The Tea Party uses "radical means?" Such as what?
Do they break windows, loot stores, and damage private property during their rallies?
Do they do any of the things leftist groups do when they protest wars, big business, coal mines, energy facilities, or G-8 meetings?
Certainly not.
So what "radical means" was Brooks referring to? He didn't say.
As for a "narcissistic sense of victimization," this movement has been harassed and excoriated by media members for a year and a half. They've been called racists, hate-mongers, homophobes, and nutcases.
As such, they've been victimized by the mainstream media more than any legitimate political group in recent memory.
But Brooks ignored such inconvenient truths concluding:
But that damage is all in the future. Right now, the Tea Party doesn't matter. The Republicans don't matter. The economy and the Democrats are handing the G.O.P. a great, unearned revival.
Unearned, Mr. Brooks?
Hardly, for this organization has worked tirelessly for its electoral victories and to get some respect from detractors in the media.
That any kind words are being written or uttered by folks like Brooks now is a testament to how hard Tea Party members have toiled almost since Inauguration Day to convey a message to the American people that is resonating enough to possibly ignite an historic transfer of power next January.
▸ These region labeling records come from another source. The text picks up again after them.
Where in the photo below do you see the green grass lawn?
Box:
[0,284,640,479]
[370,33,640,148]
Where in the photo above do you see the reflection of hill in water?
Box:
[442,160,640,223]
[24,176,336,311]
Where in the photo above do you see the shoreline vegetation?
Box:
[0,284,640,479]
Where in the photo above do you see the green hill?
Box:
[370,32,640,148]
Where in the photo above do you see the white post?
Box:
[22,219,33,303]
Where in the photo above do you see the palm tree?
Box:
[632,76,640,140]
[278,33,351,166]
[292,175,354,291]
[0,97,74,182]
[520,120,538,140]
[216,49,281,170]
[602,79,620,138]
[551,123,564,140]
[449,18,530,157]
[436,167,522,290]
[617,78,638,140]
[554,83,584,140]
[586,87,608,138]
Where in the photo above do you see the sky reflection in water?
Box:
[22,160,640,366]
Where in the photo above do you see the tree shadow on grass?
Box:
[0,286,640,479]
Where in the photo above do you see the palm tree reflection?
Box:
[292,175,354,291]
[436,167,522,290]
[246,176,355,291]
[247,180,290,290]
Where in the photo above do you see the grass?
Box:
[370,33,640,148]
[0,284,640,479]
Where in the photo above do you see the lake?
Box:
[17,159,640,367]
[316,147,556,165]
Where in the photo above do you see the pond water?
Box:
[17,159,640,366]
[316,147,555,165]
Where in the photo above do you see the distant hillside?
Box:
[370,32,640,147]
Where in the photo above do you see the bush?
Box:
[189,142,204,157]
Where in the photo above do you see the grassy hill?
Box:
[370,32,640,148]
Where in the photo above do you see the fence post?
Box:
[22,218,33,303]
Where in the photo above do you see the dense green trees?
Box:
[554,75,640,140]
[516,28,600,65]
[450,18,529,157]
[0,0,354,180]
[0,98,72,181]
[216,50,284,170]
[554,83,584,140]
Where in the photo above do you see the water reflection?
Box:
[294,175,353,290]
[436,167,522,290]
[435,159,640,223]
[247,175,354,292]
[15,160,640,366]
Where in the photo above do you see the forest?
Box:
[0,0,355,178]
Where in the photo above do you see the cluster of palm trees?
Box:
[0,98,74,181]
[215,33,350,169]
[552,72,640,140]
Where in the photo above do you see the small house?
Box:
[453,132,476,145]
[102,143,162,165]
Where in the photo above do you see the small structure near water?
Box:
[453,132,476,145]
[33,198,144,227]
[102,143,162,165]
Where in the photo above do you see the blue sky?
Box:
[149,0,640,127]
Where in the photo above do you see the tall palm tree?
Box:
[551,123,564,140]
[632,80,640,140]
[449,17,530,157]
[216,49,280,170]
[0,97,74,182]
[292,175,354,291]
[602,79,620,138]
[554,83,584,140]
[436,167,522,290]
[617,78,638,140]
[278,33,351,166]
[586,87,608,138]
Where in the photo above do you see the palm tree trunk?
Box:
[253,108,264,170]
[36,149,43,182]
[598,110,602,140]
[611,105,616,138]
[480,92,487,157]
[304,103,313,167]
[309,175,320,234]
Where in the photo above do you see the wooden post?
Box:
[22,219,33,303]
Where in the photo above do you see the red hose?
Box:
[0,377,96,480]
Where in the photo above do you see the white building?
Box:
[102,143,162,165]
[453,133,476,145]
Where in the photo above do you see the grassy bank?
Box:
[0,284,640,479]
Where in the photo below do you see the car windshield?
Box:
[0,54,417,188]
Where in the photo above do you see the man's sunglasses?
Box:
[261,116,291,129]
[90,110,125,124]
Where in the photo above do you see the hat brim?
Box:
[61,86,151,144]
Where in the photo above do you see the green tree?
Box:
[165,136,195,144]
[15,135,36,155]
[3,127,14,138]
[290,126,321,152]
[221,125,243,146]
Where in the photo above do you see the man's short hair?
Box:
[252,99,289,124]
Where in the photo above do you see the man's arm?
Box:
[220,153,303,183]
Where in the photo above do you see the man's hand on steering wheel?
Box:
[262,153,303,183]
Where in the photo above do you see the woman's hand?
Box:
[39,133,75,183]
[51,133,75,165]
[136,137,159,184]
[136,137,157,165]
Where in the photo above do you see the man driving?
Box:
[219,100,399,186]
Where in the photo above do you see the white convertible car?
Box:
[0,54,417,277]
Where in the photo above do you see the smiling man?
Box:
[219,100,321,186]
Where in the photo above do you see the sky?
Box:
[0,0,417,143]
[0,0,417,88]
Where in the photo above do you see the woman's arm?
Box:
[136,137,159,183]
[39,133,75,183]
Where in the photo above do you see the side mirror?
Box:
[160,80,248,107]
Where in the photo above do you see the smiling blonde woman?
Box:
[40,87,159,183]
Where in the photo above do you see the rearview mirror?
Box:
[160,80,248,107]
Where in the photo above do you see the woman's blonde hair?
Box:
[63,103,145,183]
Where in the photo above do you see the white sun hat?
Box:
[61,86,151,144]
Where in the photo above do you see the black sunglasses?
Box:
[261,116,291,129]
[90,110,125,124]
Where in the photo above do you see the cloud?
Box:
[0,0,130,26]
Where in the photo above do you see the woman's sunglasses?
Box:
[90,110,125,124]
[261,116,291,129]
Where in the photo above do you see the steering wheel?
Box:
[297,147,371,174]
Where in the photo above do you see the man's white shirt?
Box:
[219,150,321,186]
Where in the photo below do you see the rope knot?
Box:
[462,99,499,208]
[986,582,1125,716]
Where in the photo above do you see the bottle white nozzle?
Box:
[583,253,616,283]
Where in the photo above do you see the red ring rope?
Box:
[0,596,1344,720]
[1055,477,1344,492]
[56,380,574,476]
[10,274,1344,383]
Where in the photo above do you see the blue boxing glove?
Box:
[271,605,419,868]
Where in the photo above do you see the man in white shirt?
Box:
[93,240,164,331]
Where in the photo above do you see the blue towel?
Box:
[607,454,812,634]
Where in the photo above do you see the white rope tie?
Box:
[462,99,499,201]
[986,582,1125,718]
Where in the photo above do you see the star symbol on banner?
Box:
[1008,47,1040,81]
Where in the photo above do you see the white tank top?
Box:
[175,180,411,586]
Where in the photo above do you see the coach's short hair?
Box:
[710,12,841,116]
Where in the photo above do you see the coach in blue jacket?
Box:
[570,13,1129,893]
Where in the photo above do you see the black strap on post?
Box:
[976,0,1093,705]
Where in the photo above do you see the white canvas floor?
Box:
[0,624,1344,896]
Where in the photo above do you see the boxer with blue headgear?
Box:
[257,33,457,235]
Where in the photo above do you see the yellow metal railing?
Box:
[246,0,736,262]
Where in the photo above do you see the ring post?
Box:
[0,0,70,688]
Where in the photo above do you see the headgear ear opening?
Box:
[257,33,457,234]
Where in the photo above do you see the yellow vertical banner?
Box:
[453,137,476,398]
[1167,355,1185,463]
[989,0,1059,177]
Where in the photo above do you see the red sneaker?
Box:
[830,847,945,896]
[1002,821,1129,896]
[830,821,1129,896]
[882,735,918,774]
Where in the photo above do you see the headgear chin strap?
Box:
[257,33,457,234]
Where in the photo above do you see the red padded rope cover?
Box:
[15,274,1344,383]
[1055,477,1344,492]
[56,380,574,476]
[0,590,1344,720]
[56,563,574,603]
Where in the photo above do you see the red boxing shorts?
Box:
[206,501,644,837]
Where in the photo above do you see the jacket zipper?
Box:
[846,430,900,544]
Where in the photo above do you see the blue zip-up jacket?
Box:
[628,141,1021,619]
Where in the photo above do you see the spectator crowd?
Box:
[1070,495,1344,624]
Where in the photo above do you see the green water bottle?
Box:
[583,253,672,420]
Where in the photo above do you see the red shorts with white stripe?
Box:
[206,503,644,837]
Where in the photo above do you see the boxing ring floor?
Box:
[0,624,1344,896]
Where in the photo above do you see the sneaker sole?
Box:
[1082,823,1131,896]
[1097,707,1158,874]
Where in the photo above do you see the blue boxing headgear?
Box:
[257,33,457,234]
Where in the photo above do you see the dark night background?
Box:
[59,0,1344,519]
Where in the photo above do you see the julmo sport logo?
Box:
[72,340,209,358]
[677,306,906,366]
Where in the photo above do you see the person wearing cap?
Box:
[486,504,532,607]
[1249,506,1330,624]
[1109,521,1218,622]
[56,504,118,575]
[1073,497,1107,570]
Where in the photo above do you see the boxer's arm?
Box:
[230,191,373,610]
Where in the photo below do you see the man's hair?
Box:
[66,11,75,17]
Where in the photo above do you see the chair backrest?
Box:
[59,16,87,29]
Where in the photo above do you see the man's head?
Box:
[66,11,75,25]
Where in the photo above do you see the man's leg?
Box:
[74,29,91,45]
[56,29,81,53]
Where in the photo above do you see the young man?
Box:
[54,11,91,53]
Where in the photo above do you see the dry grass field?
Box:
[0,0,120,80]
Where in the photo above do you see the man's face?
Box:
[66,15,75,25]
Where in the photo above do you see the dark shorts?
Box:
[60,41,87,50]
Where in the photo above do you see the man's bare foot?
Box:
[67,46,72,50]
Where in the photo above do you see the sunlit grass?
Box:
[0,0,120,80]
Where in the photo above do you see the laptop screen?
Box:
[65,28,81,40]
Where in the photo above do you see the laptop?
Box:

As Commentary's Jennifer Rubin noted Friday:
[Republican success] is both a result of one-party Democratic rule and the best thing to happen to the GOP since Ronald Reagan. That doesn't mean its candidates will all win, but when the GOP picks up oodles of seats, much of the credit will go to the Tea Partiers.
Indeed, but will mainstream media members give them such credit on election night, or blame Democrat losses exclusively on the economy?